Communicating for buy-in

communicatingLast week during a leadership development program I was leading, one of the discussion topics revolved around how most people view change as loss. This is true, even if it is a very positive change. Think about that from your own experience in leading or being a part of change efforts. Have you ever heard people express concerns, like:

  • “We’re already doing our best, how can we do more?”
  • “What are those people thinking? They’re not on the front-line with students!”
  • “If I just ignore this, it will go away.”
  • “They don’t know what they’re doing.”
  • “What will happen to my job?”‘

According to John Kotter, author and world-renowned expert on leadership at the Harvard Business School, the goal of communicating a vision and mission for change efforts  is to “get as many people as possible acting to make the vision a reality.”

To do that, he argues that effective communication is more than just data transfer. Communicating for buy-in requires addressing people’s anxieties, accepting their anger, and appealing to their emotions on a gut level.

Here’s what Kotter suggests works to communicate change visions and strategies effectively:

  • Keep communication simple and heartfelt, not complex or technocratic
  • Do your homework before communicating, especially to understand what people are feeling
  • Speak to anxieties, confusion, anger, and distrust
  • Rid communication channels of junk so that important messages can go through
  • Use technologies to help people see the vision (intranet, video, ITV, etc.) and to enhance in-person communication

In addition, to communicate for buy-in, I recommend having real dialogue with those affected.
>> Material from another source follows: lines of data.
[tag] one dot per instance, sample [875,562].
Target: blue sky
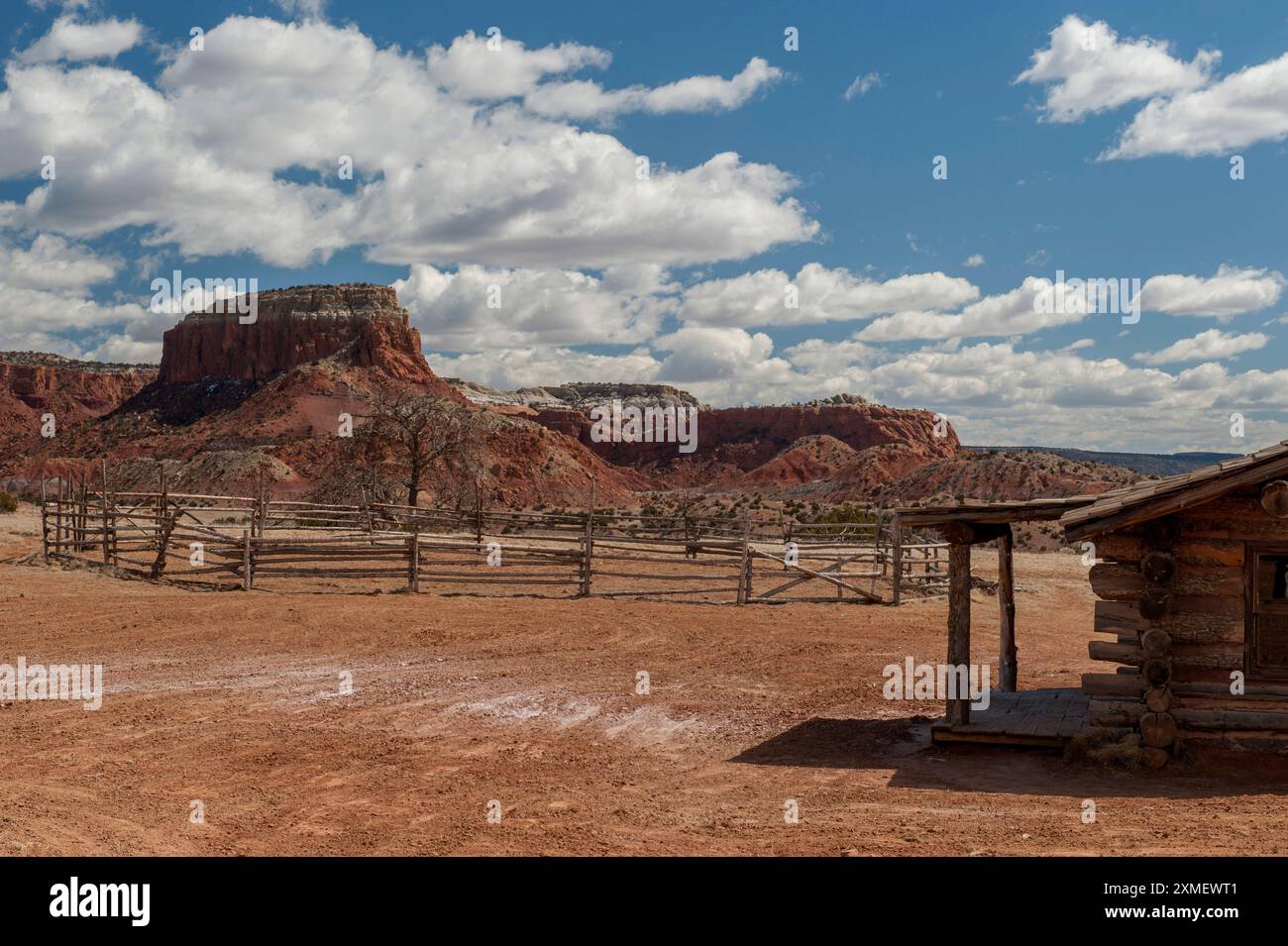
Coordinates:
[1082,139]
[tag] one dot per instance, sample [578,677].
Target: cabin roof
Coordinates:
[991,512]
[1153,498]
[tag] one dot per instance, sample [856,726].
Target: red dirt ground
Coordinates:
[231,697]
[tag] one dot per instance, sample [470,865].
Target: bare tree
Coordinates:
[423,433]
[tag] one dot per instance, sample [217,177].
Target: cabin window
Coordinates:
[1267,613]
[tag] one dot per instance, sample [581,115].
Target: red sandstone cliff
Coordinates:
[746,438]
[294,327]
[81,389]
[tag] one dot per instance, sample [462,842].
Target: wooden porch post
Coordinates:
[897,558]
[958,624]
[1008,667]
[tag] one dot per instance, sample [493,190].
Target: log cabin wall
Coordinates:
[1172,614]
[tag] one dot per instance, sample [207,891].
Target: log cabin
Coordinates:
[1192,579]
[1190,575]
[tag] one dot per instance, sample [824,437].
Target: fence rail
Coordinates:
[258,541]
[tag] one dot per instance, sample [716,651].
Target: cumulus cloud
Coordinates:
[53,263]
[542,366]
[585,99]
[1089,69]
[1209,345]
[441,179]
[822,295]
[1231,292]
[497,67]
[69,39]
[507,308]
[1243,108]
[862,85]
[1010,313]
[301,8]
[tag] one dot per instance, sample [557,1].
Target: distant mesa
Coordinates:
[295,326]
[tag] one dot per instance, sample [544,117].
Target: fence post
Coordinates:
[897,555]
[107,556]
[44,519]
[588,546]
[745,564]
[58,519]
[82,530]
[246,562]
[413,559]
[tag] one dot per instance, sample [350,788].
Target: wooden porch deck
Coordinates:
[1029,717]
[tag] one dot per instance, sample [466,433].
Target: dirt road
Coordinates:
[233,700]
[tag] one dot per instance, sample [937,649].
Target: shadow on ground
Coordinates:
[902,745]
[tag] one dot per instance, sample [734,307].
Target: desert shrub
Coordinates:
[846,512]
[1103,747]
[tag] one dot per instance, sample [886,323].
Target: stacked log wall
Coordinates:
[1177,639]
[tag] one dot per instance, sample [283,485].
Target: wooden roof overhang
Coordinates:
[978,512]
[1153,498]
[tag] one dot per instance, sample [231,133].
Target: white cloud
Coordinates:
[585,99]
[72,40]
[1243,108]
[536,308]
[497,67]
[862,85]
[1209,345]
[53,263]
[198,158]
[1012,313]
[1089,69]
[824,295]
[544,366]
[1231,292]
[313,9]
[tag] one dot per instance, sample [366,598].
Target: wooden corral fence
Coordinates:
[254,541]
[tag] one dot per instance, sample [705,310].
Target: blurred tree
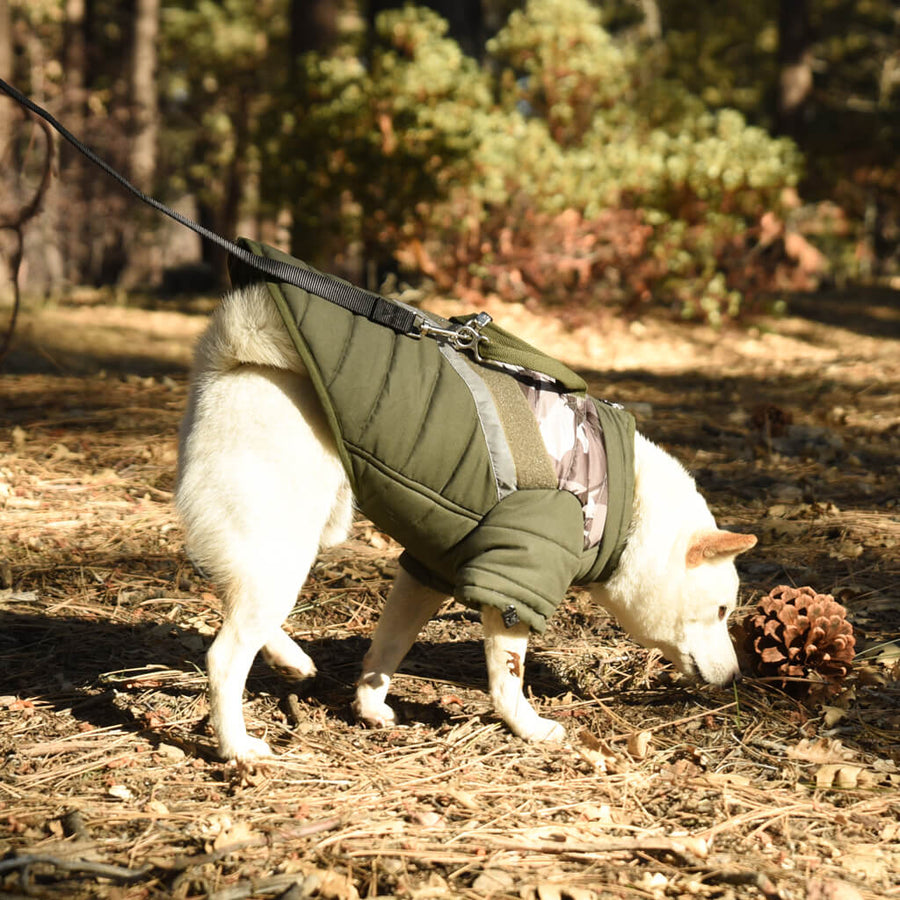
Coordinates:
[145,105]
[795,75]
[223,63]
[7,110]
[562,169]
[313,26]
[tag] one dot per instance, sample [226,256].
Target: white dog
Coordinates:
[261,489]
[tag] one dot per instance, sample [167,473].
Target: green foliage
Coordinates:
[562,170]
[214,57]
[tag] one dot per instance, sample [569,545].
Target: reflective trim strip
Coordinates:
[502,462]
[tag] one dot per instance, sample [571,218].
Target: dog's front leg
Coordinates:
[505,651]
[408,607]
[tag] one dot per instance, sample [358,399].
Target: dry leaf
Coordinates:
[234,833]
[549,891]
[823,750]
[842,776]
[595,751]
[639,744]
[335,886]
[120,792]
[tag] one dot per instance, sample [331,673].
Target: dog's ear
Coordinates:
[709,545]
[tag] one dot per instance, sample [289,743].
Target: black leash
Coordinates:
[397,316]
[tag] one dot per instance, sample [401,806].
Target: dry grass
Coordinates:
[108,785]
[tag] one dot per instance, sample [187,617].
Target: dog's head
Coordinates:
[676,584]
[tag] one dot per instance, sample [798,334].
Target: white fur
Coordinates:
[261,490]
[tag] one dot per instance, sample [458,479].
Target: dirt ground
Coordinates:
[108,784]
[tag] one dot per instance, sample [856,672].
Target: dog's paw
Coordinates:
[286,658]
[248,749]
[373,714]
[546,730]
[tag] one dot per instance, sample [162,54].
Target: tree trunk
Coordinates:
[145,106]
[795,76]
[7,108]
[143,262]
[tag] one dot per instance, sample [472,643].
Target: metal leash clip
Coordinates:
[467,337]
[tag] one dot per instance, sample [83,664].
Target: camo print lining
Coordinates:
[571,431]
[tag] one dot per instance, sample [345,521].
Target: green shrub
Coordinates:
[561,171]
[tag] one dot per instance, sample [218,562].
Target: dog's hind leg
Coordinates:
[254,610]
[408,607]
[505,652]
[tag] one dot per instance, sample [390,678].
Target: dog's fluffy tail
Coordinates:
[246,329]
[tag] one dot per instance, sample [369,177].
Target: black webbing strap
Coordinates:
[396,316]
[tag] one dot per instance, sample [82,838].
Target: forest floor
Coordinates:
[108,784]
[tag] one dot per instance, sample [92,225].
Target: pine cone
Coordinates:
[797,633]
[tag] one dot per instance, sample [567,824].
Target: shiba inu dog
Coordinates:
[262,486]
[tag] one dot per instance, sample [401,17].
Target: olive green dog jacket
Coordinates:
[445,455]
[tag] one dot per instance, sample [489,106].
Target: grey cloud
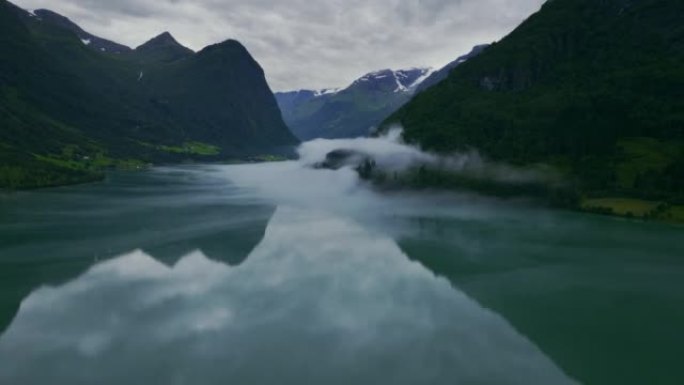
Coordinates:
[306,44]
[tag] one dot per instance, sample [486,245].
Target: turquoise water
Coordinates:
[273,274]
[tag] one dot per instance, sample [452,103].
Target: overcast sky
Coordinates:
[308,43]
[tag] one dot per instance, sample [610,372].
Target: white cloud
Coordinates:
[305,44]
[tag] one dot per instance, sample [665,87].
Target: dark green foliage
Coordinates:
[568,88]
[57,94]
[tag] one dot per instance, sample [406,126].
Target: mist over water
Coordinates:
[319,300]
[328,290]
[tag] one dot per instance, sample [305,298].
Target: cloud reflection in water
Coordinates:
[319,300]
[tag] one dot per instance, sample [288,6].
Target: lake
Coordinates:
[280,274]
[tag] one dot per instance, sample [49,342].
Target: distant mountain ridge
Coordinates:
[443,73]
[72,104]
[357,109]
[94,42]
[593,88]
[352,111]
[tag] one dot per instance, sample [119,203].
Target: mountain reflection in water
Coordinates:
[319,300]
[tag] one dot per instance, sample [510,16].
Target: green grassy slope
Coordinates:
[68,111]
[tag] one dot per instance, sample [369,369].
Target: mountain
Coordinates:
[593,88]
[443,73]
[94,42]
[350,112]
[67,110]
[163,48]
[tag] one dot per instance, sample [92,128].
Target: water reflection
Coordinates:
[52,236]
[319,300]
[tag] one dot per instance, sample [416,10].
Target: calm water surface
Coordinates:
[274,274]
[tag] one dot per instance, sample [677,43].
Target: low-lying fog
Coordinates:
[327,297]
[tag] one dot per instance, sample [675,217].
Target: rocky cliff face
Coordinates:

Not just an information session, with a brief Q&A, but a real live discussion, where people can get their concerns, anxieties, and fears out on the table and work toward common goals. It may seem scary at first to engage in a dialogue like this, but it is the fastest route for building buy-in in any change effort.

What Kotter says doesn’t work is:

  • Undercommunicating (which happens all the time)
  • Speaking as though you are only transferring information
  • Accidentally fostering cynicism by not walking the talk

In your experience, what has worked best to communicate for buy-in and engage people in making the vision a reality?